Como dice Séneca, hay que probar las palabras con hechos; y si se puede tener hechos (acertados) sin palabras (retóricas), mejor. Cada voz es un riesgo: por la boca muere el pez.
El lenguaje confunde, o al menos no guía de forma certera: es como un espejo sucio en el que nos reflejamos, pero con una imagen por completar. Y ya se sabe que rellenamos la ambigüedad con nuestras expectativas: vemos lo que queremos ver.
Las palabras son imprescindibles, y buenas si están dichas con buen espíritu y sin demasiada torpeza. Pero no cambian nada. Una vida es mejor o peor en función de sus hechos, no por sus discursos y ni siquiera por sus ideas. El indicio de la sabiduría, insiste Séneca, es la concordancia de las palabras con los hechos, «la constante igualdad del hombre consigo mismo». Yo añadiría: y si hay más hechos que palabras, mejor.

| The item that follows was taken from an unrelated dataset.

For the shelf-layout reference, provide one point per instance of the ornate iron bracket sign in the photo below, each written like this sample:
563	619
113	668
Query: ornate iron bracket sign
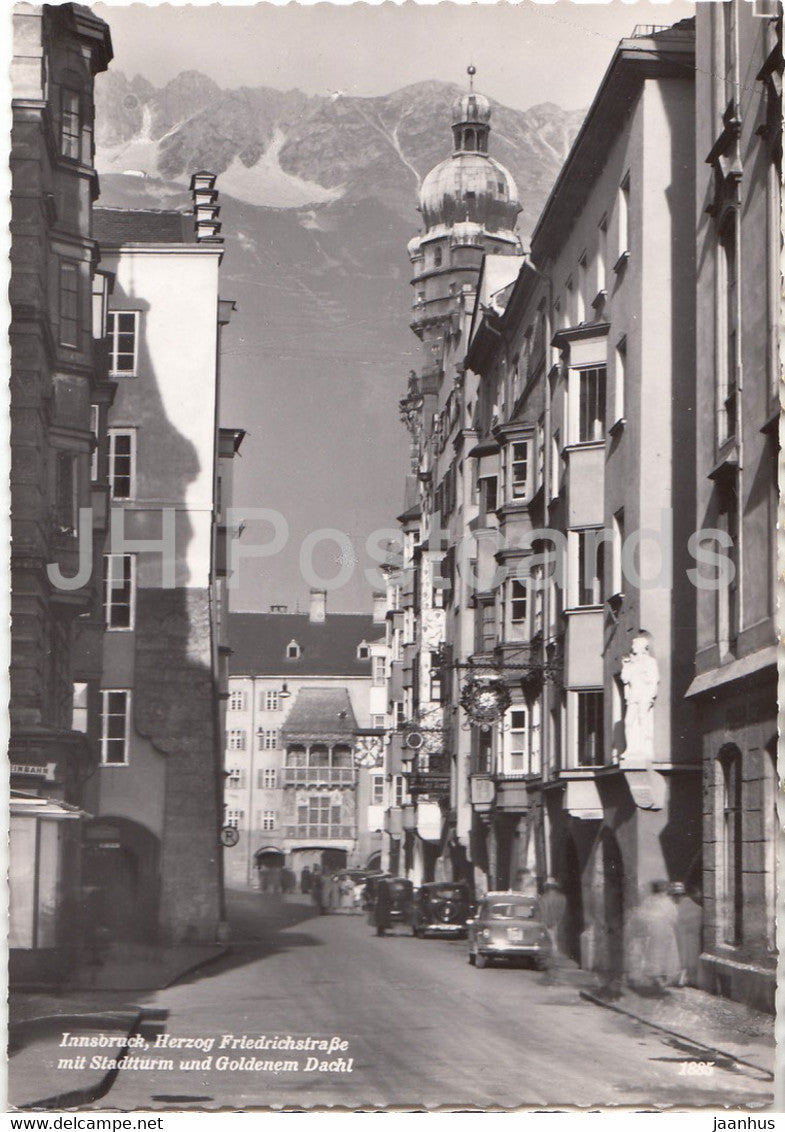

Tienen suerte los que exhiben poco parloteo: se confundirán menos y tendrán más tiempo para actuar. El verbo no está en el principio; es una herramienta útil pero que siempre nos dejamos por en medio. Ahora bien, para el que no es feliz, la palabra puede servir de brújula y consuelo. Por eso hablamos, por eso escribimos. Por eso, aunque envidiemos la sencillez que no tenemos, seguimos pensando.